今日は若武衛殿に連れられてオレの役目を見分にきた。
「なんという書状の数じゃ……」
積み上げてある書状に四郎殿が驚きまさかと言いたげな顔をした。
「尾張で一二を争うほど忙しいからの。尾張介は」
「一番はかずのところでございましょう」
「いや、一馬のところは働く者が多いからの。ひとりの役目として見ると、そなたが一番やもしれぬ」
若武衛様は皆の働きをよく見ておられる。確かに仕事は久遠家か、オレと家老衆に集まるが、かずのところは人が多い。昔はエルたちが働いておったことも、今では家臣や女衆が代わりを務めることも多いのだ。
それ故、年々忙しゅうなる中、あそこだけ余裕があるように見える。
「左様なのか」
「後学のために教えておくが、忙しいと言いたげに働く者ばかり認めるのは危ういぞ。慶次郎もそうだしの」
四郎殿の近習が若武衛様の言葉に僅かにいかんとも言えぬ顔をした。おそらく四郎殿の周囲は常に四郎殿の機嫌を窺い、役目で苦労しているという様子で振る舞っておるのだろう。
「されど、並みの者が内匠頭殿の真似など出来るのか?」
何気ない言葉。その一言に四郎殿が大人しゅうなったわけを悟った。ひとつ理解したと褒めるべきか? いや……。
「四郎殿、かずもまた我らと同じ人でございます。悩むこともあれば怒ることもある」
言わずにはおられなんだ。よう知らぬ者が尾張を知ると、親父やかずが人並外れた者だからと、己が力量不足を理解せずに終わることがあるのだ。
「堺や里見のことであろう?」
「違いまする。堺は確かに怒ることをしており今も許しておりませぬが、かずは一度だけ自らの怒りで人を斬ったことがございます」
本音では堺にはそこまで怒っておるまいな。左様な男だ。とはいえ、それを言うわけにもいかぬ。
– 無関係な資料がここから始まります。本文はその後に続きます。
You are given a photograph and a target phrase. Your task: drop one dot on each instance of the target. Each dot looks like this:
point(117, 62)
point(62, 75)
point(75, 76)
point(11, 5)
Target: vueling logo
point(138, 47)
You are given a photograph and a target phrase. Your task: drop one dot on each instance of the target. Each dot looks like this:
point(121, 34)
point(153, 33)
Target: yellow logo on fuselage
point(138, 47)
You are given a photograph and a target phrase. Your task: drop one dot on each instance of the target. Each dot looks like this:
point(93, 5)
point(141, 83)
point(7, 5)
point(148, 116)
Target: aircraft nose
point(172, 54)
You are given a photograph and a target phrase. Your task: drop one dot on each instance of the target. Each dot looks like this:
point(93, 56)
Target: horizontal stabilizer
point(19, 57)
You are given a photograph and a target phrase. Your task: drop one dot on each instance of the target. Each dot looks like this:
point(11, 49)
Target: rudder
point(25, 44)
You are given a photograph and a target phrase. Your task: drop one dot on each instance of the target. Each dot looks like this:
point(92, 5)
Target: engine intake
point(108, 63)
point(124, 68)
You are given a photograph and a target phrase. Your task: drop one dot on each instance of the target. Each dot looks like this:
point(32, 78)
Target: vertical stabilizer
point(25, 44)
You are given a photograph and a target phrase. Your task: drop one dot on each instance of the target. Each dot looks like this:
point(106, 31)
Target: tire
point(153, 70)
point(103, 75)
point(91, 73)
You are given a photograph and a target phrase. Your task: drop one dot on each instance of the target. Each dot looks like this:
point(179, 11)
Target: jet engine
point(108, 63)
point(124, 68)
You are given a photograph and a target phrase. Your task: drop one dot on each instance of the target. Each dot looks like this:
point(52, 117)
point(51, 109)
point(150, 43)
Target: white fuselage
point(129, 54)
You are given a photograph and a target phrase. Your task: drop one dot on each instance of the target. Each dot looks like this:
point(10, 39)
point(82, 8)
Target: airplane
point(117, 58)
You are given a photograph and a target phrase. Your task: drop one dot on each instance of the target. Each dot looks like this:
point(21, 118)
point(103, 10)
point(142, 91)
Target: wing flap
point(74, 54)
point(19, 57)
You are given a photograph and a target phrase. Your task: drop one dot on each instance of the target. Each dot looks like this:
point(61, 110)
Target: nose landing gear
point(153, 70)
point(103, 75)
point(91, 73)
守護様の名で絶縁した相手を許しているとは言えぬのだ。
「人を……あの仏のような御仁が?」
「昔、目の前で市井の幼子を斬ろうとした愚か者がおりました。そやつをかずは問答無用で斬り捨ててございます」
信じられぬ。左様な顔をしておるわ。先日の野営でもかずを見て怯えておったからな。大方、己の理解が及ばぬ神仏に近い男とでも思ったのだろう。
故に教えておかねばならぬ。
「ああ、左様なこともあったの」
若武衛様は昔を懐かしむように笑みをこぼされた。穏やかな男だからな。オレも本気で怒ったかずを見たのはあの時くらいだ。
「市井の幼子か……」
「現世に神仏などおりませぬ。我が父もかずもただの人。斯波家の同盟者として尾張におられるならば、それだけはご理解賜るようお願い申し上げる」
なにかといえば神仏としてしまい、親父やかずは別格なのだと己を慰める。それも致し方ないのであろうが、同盟者までが左様なことでは困る。
「神仏に祈る如く、弾正や一馬を頼るだけでは駄目だということじゃ。それは、そなたの父御も理解しておること。共に歩む者でなくばならぬのじゃ。さらに、そなたに見せておるモノや教えた久遠の知恵は、久遠家家伝の大切なもの。信のおけぬ者には見せておらぬし、六角といえども本来ならばそれに見合う対価を求めるところじゃ。それは忘れんでほしい」
オレの言いたいことの大半を若武衛様が言われてしまったな。オレもまだまだか。
かずは理解せずとも困らぬようにするのかもしれぬがな。この先、四郎殿は畿内との矢面に立つ立場になるかもしれぬのだ。
権威だの仏だのという言葉に惑わされるようでは困る。
覚悟がいるのだ。武士としての覚悟がな。